En uno de los recursos legales en el Juzgado Quinto de Distrito le fue negada la protección contra cualquier orden de aprehensión, detención, presentación, búsqueda y/o localización por la investigación penal en su contra, mediante el caso 497/2019 del 16 de mayo pasado.

En un segundo frente, el presunto operador financiero de Borge se defiende para revertir el juicio político que se le inició en el Congreso del Estado, por lo cual promovió dos amparos contra la admisión del juicio político por parte de los diputados de la XV Legislatura y específicamente contra el presidente de su Gran Comisión.

Uno de esos amparos (número 871/2018) fue resuelto desfavorablemente para Guillermo Molina por el Juez Sexto de Distrito, que declaró improcedente el uso de este instrumento legal para combatir decisiones procedentes de facultades exclusivas del Poder Legislativo del estado.

Inconforme con esta resolución, Guillermo Molina solicitó la revisión del caso el cual tocó resolver al Tercer Tribunal Colegiado del Vigésimo Séptimo Distrito (bajo el amparo en revisión 296/2019), cuya suspensión provisional le fue concedida el 29 de enero del presente año.

En un tercer y último frente, el ex funcionario borgista se amparó también contra posibles sanciones administrativas, como la inhabilitación para trabajar en el sector público que teme por parte de la Secretaría de la Contraloría del Estado, en específico del Coordinador General de Sustanciación y Resoluciones y del Coordinador de Investigación “A” adscrito a la Coordinación General de Investigación y Situación Patrimonial.

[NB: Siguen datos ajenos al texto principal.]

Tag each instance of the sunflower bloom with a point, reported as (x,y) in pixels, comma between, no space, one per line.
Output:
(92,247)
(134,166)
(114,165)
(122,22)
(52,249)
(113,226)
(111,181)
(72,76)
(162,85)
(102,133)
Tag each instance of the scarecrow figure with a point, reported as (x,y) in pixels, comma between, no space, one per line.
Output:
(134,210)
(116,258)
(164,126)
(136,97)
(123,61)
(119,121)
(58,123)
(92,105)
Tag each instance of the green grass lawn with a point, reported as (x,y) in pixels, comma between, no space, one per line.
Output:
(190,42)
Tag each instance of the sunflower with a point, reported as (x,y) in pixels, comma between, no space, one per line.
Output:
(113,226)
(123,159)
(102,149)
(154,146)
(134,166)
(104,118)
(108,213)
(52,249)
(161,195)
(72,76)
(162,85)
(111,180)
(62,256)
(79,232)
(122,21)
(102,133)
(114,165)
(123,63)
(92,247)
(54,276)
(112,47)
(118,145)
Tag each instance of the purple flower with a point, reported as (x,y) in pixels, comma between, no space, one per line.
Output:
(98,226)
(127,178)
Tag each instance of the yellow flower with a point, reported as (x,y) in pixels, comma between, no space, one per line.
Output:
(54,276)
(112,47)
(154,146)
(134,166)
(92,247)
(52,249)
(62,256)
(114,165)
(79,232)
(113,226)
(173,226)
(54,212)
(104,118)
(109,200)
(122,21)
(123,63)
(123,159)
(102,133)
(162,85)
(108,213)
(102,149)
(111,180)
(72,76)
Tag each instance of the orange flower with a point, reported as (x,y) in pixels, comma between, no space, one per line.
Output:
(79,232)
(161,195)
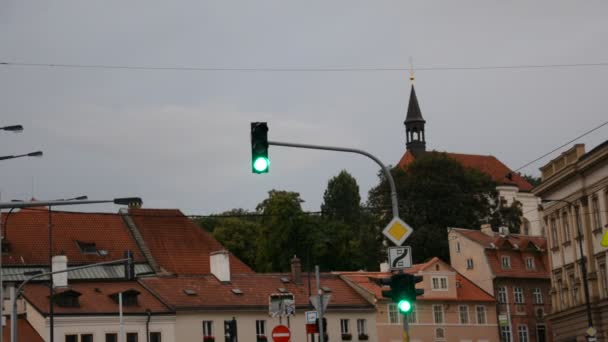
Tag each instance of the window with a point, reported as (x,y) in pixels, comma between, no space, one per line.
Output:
(393,315)
(522,333)
(207,328)
(438,314)
(132,337)
(155,337)
(554,233)
(502,294)
(597,224)
(518,292)
(440,334)
(344,326)
(505,262)
(463,311)
(505,333)
(440,283)
(481,314)
(260,328)
(411,316)
(537,295)
(566,227)
(541,334)
(529,263)
(361,327)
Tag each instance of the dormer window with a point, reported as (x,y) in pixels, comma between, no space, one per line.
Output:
(129,297)
(67,299)
(87,247)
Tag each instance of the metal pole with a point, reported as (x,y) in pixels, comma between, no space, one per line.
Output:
(50,274)
(321,332)
(406,328)
(51,291)
(584,269)
(387,172)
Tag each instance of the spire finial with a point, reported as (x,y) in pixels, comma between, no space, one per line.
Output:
(412,78)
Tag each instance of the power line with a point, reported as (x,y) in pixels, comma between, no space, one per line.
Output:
(561,146)
(313,69)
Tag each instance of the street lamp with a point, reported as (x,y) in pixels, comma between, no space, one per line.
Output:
(583,258)
(135,201)
(13,128)
(31,154)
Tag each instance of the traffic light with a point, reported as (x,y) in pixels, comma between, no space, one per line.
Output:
(403,290)
(259,147)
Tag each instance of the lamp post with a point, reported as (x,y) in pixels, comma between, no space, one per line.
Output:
(13,128)
(583,259)
(28,204)
(31,154)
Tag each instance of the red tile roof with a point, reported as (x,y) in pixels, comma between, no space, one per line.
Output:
(486,164)
(517,247)
(95,298)
(211,294)
(24,330)
(467,291)
(27,232)
(178,245)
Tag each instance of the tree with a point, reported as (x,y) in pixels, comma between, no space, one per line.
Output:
(436,192)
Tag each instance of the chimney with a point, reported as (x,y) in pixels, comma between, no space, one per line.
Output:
(296,270)
(60,263)
(486,228)
(220,265)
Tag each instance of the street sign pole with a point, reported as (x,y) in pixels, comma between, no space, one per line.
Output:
(321,311)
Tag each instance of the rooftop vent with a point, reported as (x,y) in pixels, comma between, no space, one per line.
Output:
(190,292)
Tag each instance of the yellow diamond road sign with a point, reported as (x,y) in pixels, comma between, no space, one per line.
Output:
(605,239)
(397,231)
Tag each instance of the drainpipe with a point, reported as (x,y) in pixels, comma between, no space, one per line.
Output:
(148,324)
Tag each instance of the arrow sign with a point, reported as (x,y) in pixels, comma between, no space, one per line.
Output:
(314,300)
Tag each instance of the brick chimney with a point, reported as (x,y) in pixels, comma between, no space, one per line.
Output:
(486,228)
(296,270)
(220,265)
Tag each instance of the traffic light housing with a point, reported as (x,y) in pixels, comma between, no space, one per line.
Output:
(403,290)
(259,147)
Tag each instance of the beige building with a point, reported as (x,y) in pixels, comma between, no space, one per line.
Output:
(452,309)
(574,190)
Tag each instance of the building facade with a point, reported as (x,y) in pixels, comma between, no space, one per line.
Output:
(452,309)
(574,191)
(510,185)
(514,269)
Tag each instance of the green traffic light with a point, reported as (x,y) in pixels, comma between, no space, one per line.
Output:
(261,164)
(404,306)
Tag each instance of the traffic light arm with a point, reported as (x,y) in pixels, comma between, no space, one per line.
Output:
(387,172)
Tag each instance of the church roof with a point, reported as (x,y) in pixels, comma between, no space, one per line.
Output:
(413,108)
(489,165)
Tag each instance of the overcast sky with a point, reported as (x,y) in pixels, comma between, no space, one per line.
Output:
(180,139)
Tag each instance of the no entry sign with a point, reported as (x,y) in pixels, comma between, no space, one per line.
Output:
(281,333)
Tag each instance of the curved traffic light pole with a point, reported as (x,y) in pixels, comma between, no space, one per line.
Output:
(395,205)
(386,171)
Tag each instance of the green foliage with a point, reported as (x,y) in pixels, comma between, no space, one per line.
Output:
(437,192)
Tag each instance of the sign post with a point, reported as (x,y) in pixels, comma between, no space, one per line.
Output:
(281,333)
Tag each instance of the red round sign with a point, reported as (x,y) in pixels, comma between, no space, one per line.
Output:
(281,333)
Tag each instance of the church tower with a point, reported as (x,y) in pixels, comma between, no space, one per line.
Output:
(414,125)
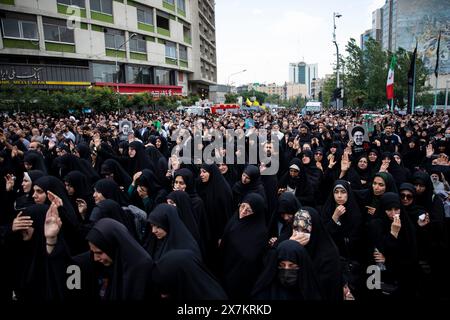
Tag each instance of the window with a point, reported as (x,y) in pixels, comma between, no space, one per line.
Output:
(78,3)
(139,75)
(181,5)
(104,72)
(171,50)
(138,44)
(103,6)
(114,39)
(56,30)
(162,22)
(14,28)
(145,15)
(183,53)
(164,76)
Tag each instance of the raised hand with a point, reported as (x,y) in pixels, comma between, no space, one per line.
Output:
(21,222)
(54,199)
(52,223)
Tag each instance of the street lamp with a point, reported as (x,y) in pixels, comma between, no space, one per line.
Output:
(233,74)
(336,15)
(117,66)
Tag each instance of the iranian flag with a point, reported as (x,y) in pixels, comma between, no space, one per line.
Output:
(390,80)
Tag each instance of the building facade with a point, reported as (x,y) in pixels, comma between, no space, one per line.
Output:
(130,46)
(303,73)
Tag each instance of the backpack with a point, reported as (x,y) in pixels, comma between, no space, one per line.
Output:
(139,219)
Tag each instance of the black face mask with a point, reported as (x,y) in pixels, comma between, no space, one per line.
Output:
(288,277)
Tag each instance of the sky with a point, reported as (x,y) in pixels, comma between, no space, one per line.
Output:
(264,36)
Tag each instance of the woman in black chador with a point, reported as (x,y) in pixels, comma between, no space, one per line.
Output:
(243,243)
(288,275)
(168,232)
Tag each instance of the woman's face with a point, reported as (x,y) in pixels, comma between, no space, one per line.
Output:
(26,184)
(179,184)
(245,179)
(406,197)
(362,163)
(99,255)
(378,186)
(245,210)
(306,160)
(39,195)
(223,168)
(70,189)
(340,196)
(204,175)
(392,212)
(98,197)
(420,188)
(373,157)
(159,232)
(27,166)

En el Juzgado Séptimo de Distrito, caso 521/2019, trató de desvirtuar los cargos del Fiscal del Ministerio Público Especializado en Combate a la Corrupción, cuya argumentación fue desechada.

Ante el Segundo Tribunal Colegiado, sin embargo, tiene otro amparo en revisión, número 531/2019, por el caso que encabeza la coordinación general de sustanciación y resoluciones de la Secretaría de la Contraloría del Estado

Ante otras autoridades, también promovió amparos contra actos de la Cámara de Diputados del Congreso de la Unión y el Pleno del Tribunal de Justicia Administrativa del Estado de Quintana Roo, y de los cuales obtuvo una suspensión provisional ante una resolución contra la sentencia 41/2019 que lo protege de la resolución de un Juez de Control del Sistema Penal Acusatorio del Distrito Judicial de Chetumal.

Y en defensa de sus bienes obtuvo un amparo indirecto del Juzgado Sexto de Distrito para la devolución de una escritura pública que le negó el delegado del Registro Público de la Propiedad de Quintana Roo, según el caso 471/2019.